Del Portogallo si sa tutto, del blocco del Benfica, del fuoriclasse Eusebio, della possibilità che saranno loro a contendere la Coppa all’inguaribile ottimismo dei padroni di casa.
Della Corea niente, non si sa niente, qualcuno era allo stadio nel giorno del nostro collasso, ma la maggior parte ha letto qualcosa sui tabloid, forse tra le macchie d’olio del fish and chips. Si dice che i loro allenamenti siano crudeli, che cantano inni patriottici negli spogliatoi e che nessuno, nemmeno loro, ne conosce i limiti. Si dice che si sono trovati bene nel middle of nowhere della campagna inglese, nel convento gesuita che aspettava noi ma si ritrova ospiti dei materialisti osservanti ignari di tutto, non solo del percorso di Ignazio di Loyola.

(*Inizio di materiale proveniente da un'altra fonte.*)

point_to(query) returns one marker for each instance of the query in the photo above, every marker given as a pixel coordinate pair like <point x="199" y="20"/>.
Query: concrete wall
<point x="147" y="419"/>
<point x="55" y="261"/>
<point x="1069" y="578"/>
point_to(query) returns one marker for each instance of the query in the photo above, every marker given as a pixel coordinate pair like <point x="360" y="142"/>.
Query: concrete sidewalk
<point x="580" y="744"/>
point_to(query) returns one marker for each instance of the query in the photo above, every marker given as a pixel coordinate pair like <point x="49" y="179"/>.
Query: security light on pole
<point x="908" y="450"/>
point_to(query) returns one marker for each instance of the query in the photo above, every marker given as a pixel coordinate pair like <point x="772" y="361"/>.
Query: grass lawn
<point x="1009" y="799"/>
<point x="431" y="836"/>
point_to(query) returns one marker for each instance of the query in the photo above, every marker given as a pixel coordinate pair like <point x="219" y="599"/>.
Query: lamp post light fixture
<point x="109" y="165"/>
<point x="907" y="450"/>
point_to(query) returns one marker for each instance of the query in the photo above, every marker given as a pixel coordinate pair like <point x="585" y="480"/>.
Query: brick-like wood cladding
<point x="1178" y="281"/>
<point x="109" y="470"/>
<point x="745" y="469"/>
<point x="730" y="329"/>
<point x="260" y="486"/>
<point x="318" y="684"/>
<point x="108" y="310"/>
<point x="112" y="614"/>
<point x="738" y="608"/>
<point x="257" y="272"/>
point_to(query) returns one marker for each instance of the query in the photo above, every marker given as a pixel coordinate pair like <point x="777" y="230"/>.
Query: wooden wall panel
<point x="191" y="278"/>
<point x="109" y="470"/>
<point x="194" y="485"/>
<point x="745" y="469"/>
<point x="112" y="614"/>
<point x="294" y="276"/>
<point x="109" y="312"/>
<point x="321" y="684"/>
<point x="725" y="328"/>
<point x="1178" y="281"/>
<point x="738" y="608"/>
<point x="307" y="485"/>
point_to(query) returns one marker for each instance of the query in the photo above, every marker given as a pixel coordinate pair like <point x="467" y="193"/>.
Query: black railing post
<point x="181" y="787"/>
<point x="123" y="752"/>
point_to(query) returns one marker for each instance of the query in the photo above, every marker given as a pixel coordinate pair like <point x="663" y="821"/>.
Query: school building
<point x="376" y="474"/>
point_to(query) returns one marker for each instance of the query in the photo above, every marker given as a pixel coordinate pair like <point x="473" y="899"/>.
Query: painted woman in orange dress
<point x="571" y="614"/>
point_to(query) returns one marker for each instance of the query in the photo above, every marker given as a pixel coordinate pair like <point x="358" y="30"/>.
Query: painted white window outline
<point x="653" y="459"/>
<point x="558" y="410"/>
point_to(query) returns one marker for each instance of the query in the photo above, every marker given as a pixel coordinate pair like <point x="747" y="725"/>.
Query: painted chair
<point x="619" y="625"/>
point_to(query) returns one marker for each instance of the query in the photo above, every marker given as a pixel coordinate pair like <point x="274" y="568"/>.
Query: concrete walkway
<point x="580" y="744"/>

Hanno anche fatto sapere che stavolta giocheranno con la maglia bianca, non quella rossa che ha fatto innamorare quelli del Boro e che stesso sentimento accende a chi passa il sabato tra Kop e pub.
Sull’ottovolante
L’inizio è choc. Al primo affondo i nordcoreani trovano il vantaggio, nonostante Otto Gloria avesse chiesto ai suoi di partire con il piede giusto e non sottovalutare l’avversario, errore pagato salato dagli italiani. Il Portogallo cerca Eusebio, il panterone la porta. Senza grande efficacia, anzi i coreani continuano a fare quello che riescono a fare meglio, correre e ripartire. Lusitani spreconi e coreani spietati. Il pastorello Davide si esalta. Dalla sua fionda partono due sassi, uno due micidiale, minuto 22 e minuto 24, Goodison Park non ci crede, fantasmi ovunque, deja vu e psicodramma ma manca una vita. Sessantacinque minuti, una vita.

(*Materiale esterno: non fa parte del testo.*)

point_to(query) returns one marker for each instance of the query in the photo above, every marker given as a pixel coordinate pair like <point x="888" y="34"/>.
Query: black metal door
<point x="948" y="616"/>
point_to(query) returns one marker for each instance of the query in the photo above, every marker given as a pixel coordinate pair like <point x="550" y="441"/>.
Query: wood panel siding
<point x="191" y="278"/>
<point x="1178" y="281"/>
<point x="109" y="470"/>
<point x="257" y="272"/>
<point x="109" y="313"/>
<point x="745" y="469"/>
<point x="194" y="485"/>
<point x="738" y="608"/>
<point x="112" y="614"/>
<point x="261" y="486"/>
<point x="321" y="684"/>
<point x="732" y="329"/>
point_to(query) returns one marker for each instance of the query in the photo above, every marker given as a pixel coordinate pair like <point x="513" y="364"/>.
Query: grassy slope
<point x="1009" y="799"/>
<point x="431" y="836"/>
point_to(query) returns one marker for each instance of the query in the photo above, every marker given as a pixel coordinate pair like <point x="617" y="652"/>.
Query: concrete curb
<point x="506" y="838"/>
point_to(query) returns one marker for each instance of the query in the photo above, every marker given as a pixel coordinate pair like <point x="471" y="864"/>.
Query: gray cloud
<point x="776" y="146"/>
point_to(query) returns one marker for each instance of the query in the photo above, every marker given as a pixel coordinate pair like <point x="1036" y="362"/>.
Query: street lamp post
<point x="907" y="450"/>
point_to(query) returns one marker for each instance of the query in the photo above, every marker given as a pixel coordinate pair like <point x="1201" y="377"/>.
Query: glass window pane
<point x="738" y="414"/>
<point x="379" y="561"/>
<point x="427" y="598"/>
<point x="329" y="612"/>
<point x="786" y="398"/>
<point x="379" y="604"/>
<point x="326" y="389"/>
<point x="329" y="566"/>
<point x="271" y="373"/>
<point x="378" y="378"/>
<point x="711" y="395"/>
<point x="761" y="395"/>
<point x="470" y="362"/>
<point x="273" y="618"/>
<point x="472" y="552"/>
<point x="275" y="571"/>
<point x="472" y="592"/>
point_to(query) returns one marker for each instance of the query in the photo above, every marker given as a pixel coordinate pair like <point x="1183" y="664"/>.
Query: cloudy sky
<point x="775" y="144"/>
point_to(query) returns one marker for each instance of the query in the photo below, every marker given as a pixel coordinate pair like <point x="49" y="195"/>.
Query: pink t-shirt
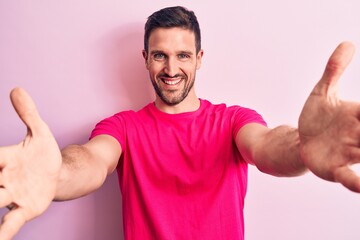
<point x="181" y="175"/>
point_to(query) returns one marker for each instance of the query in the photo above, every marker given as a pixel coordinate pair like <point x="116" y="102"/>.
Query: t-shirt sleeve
<point x="113" y="126"/>
<point x="244" y="116"/>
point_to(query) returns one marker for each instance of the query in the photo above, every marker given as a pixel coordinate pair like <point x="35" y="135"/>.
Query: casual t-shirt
<point x="181" y="175"/>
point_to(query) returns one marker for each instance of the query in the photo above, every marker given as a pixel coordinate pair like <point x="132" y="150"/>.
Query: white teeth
<point x="172" y="82"/>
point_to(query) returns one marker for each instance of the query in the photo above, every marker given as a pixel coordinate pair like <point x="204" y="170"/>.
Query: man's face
<point x="172" y="63"/>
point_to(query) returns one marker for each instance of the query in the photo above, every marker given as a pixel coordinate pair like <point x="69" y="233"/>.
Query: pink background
<point x="81" y="61"/>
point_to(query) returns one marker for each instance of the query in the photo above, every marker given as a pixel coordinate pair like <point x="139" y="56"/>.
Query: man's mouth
<point x="171" y="82"/>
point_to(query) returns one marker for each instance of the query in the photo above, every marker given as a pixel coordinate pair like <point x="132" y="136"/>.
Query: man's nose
<point x="171" y="67"/>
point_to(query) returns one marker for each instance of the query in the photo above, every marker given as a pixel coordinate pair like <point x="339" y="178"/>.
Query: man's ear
<point x="145" y="56"/>
<point x="199" y="58"/>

Il Portogallo si affida al santo in terra
Eusebio Da Silva Ferreira, 24 anni di Mafalala, quartiere di Maputo, all’epoca (1942) Lourenço Marques, padre angolano e madre mozambicana, è giocatore infinito, combina eleganza ed efficacia come mai visto prima. Eusebio prende la squadra per mano, la tira fuori dal baratro ristabilendo gerarchia e parità in 29 minuti. Al minuto 11′ della ripresa è 3-3, il suo destro ha colpito tre volte, due perle e una esecuzione dagli undici metri, rigore guadagnato, nemmeno da chiedere da chi. Nulla si legge sul volto degli imperscrutabili coreani, Eusebio indica il cielo, la folla è ipnotizzata e beato chi ha i nipotini. Ancora tre minuti ed ancora Eusebio, il raddoppio di marcatura su di lui è vano, ancora fallo, ancora rigore, ancora rete. Risultato ribaltato, da 0-3 a 3-4, poker servito, l’impossibile rimonta è completata con mezz’ora ancora da giocare.

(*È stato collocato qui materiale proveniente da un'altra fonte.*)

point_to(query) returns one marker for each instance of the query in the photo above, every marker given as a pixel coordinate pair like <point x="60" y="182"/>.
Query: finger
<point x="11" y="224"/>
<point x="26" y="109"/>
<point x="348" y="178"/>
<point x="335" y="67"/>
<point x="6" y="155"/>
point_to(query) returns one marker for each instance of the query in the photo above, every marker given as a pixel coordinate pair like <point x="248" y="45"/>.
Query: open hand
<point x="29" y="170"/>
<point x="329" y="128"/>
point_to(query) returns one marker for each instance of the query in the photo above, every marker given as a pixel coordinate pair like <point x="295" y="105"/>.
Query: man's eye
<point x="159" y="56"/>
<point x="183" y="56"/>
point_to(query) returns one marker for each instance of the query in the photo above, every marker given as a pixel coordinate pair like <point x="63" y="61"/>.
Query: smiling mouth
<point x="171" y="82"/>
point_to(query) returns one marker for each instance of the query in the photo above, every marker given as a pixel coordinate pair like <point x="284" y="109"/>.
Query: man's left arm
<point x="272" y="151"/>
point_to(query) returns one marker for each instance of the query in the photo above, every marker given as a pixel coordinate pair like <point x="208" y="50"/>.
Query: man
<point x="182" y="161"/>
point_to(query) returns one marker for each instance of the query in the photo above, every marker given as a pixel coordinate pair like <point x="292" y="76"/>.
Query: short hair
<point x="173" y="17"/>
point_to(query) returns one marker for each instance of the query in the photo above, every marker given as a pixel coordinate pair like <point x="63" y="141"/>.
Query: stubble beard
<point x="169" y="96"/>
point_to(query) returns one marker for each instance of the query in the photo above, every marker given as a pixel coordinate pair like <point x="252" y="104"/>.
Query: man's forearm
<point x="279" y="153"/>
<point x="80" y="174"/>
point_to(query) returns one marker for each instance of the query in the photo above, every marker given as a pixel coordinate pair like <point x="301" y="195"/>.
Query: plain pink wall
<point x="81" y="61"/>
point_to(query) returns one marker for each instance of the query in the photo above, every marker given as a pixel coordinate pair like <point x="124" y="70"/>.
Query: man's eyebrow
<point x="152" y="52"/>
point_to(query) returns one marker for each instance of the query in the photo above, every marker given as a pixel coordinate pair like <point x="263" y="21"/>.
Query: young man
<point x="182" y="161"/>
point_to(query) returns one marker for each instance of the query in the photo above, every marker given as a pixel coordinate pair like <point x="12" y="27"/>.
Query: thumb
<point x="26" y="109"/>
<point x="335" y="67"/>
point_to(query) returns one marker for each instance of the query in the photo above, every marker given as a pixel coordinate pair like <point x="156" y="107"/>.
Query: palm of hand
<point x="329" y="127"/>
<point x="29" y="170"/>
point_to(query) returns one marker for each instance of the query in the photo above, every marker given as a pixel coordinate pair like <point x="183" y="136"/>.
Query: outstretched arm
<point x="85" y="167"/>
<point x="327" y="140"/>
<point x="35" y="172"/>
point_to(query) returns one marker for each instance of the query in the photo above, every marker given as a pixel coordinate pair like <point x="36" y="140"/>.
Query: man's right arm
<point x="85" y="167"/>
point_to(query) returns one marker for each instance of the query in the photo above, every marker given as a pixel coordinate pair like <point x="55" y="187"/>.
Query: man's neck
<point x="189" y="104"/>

Otto Gloria non dice più nulla, cosa vuoi dire, i suoi ragazzi sono usciti fuori dalle sabbie mobili da soli. I coreani sono bravi a non smobilitare, si prendono il quinto goal – torre di Torres e ancora di testa José Augusto – ed una caterva di applausi (Korea Korea cha cha cha) dopo il triplice fischio.
E vissero tutti…
Il Portogallo giustamente prosegue per Wembley.
La favola nordcoreana finisce qui. Non c’è il terzo tempo. Ci sono mille racconti che dicono tutto ed il contrario. Festini come se non ci fosse un domani (ed un quarto di finale da giocare) nel dopo Italia, chi dice dell’accoglienza trionfale al rientro a Pyongyang, chi del carcere e di lavori forzati perché certi eccessi il sistema non li accetta.
Sanzioni, corruzione, povertà, isolamento estremo, siccità: ecco cosa sappiamo per certo nel destino di questa nazione di 25 milioni di abitanti, fermi all’anno 112 (così dice il loro calendario), e di undici ragazzi che per quattro giorni, tra il goal di Pak Doo Ik (1-0 all’Italia) e il goal di Pak Sung Jin (3-0 al Portogallo), sono stati liberi di volare lassù fino in cima al mondo.